C’è che la Jong è decisamente ridicola: racconta, racconta, racconta di quant’eran belli i pompini d’una volta, ma di vera scrittura non c’è traccia, non una (c)acca, non ci dice assolutamente un cazzo sulla letteratura, tranne il fatto che parrebbe che per andare avanti, se sei donna, devi prendertelo negli orifizi – in tutt’e tre -, altrimenti non ti pubblicano manco se hai simpatie ebraiche o sei ebrea certificata. Insomma, un po’ di vittimismo a parte, un po’ tanto, forse voleva scrivere un manuale di scrittura sulla falsariga di “On Writing” di Stephen King, ma il risultato è una autobiografia penosa, di cliché.

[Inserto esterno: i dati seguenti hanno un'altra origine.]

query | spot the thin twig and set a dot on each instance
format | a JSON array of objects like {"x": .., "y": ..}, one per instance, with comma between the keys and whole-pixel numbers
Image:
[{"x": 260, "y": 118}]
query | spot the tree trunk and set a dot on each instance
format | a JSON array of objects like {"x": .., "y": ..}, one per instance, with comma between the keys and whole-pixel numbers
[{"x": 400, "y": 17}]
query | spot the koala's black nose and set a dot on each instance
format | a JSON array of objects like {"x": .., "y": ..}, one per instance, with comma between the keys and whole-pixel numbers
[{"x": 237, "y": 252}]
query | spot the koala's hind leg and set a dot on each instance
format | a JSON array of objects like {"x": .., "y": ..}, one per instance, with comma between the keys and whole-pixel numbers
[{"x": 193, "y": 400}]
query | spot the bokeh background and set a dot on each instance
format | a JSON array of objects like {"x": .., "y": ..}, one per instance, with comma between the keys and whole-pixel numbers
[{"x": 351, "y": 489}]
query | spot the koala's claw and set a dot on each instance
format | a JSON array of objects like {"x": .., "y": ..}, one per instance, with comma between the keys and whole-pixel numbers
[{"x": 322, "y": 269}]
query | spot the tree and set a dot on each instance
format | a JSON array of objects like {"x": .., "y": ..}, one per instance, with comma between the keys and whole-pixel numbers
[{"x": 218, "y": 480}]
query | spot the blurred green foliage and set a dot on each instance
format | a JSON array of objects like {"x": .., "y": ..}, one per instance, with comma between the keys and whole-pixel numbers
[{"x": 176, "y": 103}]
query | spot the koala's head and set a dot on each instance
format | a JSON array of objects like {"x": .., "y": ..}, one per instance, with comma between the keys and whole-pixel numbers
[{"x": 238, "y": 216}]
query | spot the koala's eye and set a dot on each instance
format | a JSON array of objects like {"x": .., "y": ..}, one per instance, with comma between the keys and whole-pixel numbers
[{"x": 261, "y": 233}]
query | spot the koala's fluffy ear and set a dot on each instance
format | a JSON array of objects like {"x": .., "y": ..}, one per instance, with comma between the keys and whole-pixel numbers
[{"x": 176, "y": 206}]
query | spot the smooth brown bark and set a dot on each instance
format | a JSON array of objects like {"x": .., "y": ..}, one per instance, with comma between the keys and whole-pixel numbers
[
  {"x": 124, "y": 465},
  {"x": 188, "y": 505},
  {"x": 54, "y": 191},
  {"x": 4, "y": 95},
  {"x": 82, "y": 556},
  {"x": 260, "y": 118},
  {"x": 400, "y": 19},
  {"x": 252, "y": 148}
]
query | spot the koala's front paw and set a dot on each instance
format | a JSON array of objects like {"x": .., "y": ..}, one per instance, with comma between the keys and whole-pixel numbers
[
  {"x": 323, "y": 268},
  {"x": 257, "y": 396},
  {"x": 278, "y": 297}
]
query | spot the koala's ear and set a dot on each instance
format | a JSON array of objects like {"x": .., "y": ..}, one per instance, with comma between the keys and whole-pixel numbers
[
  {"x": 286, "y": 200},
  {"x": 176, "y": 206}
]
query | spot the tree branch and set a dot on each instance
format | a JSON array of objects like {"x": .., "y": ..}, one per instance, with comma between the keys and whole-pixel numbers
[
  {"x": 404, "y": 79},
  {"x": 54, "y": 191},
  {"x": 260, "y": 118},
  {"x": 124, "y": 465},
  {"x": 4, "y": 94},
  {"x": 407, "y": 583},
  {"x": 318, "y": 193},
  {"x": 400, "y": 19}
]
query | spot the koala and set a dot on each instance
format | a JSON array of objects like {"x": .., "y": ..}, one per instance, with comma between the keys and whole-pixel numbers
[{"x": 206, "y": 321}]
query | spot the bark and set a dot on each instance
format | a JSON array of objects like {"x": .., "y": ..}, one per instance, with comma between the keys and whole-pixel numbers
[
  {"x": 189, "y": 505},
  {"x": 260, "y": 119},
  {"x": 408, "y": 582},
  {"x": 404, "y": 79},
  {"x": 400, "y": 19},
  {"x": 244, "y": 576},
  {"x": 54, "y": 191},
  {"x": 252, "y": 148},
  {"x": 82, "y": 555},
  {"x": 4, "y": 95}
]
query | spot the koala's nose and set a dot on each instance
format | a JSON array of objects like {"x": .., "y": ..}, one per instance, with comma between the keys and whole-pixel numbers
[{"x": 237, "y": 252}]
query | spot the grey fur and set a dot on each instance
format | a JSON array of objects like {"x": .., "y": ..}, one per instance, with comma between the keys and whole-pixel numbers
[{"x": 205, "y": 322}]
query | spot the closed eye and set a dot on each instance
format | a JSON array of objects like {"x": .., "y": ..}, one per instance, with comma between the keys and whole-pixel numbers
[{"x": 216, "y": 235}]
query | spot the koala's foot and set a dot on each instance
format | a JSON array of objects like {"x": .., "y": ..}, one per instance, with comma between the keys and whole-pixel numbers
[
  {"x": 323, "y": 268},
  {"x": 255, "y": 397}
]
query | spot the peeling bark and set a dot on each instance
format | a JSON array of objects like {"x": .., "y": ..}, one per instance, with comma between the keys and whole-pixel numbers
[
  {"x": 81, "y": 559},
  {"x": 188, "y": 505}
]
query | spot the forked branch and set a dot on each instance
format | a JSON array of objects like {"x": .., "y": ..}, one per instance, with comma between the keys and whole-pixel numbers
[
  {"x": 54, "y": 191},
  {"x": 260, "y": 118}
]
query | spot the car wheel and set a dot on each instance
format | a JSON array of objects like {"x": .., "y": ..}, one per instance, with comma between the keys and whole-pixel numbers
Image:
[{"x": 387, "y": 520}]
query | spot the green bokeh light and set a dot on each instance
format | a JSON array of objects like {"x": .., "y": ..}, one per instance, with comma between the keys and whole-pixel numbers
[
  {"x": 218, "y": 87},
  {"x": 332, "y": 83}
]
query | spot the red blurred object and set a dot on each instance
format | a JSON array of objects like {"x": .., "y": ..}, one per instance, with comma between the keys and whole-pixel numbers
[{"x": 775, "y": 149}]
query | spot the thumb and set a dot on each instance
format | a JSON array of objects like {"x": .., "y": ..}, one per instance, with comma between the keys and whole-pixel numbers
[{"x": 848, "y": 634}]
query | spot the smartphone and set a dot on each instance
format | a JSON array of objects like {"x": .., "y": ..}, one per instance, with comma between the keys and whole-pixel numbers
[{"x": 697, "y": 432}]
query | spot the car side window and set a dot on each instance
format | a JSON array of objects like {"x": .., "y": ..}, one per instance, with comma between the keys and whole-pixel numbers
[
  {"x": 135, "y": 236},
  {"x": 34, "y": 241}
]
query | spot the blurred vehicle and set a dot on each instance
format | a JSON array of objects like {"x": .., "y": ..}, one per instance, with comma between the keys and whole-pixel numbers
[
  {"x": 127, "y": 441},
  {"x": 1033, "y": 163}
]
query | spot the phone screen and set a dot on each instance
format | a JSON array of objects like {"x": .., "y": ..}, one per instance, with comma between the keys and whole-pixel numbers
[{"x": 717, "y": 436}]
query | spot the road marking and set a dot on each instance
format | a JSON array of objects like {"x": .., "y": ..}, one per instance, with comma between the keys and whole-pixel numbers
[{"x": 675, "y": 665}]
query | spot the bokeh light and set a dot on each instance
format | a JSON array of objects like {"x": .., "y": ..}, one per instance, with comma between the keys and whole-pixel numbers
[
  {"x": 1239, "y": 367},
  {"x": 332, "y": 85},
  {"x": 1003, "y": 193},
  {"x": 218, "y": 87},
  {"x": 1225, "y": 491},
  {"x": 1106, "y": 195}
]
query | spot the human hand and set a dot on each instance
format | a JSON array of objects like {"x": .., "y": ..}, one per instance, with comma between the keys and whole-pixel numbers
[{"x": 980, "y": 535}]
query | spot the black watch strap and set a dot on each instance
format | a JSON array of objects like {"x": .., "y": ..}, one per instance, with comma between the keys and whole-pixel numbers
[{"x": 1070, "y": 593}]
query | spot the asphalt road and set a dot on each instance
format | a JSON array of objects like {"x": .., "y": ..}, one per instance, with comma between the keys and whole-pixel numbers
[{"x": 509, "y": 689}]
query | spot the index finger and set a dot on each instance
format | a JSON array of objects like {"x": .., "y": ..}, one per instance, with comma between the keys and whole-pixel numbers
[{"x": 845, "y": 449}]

E meglio ancora: d’una società che sappiamo, che non è diversa né in America né qui, con la non poco grande aggravante però che oggi tu o io o lei (una lei ipotetica quest’ultima) pubblichiamo solo se diamo via un nostro orifizio (o più di uno) a un pederasta, o ci tagliamo i coglioni per andare incontro a chi vorrebbe da noi altri favori, non necessariamente legati alla carne.
Rimane il fatto che “Come sedurre il Demonio” è uno di quei libelli che occupano tanto spazio in libreria e che vengono promossi in maniera oltremodo vergognosa: un libraccio che è in tutte le vetrine, che è sugli scaffali migliori, che è proprio bene in vista in ogni libreria. E adesso che la Kylie Minogue è guarita dal cancro al seno, ha tirato giù una bella favoletta per bambini, che in Inghilterra è già stata presentata in occasione – manco a dirlo – d’una sfilata di moda, dove la Minogue s’è gentilmente prestata a far anche da modella per alcune griffes. La favola della Minogue s’intitola “The Showgirl Princess”, e la storia, per quel che se ne sa, è indirizzata soprattutto a bambine di età compresa tra i 5 e gli 8 anni; e ovviamente si racconta di una cantante alla ricerca febbrile delle sue scarpette smarrite prima dello show. Così dopo la Veronica Ciccone, in arte Madonna, con le sue fiabe per bambini, adesso pure la Minogue: speriamo solo che nessun editore qui in Italia si prenda la briga di portarci la favoletta della principessa Kylie che sogna di diventare una rockstar.
Io ho perso una scarpa (scarpetta!), non è di cristallo, non è preziosa, è però molto grossa, diciamo pure senza mezze misure che è uno stivaletto maschio con un paio di buchi ben in evidenza sulla suola: se qualcuno dovesse inciamparci per caso destino distrazione o per una sua smaniosa pazzia, mi faccia la cortesia, lo rimetta all’Ufficio Oggetti Smarriti. Io, prima o poi, da quelle parti ci passo e me lo raccolgo da me tirando su un generoso vaffanculo a cenerentola!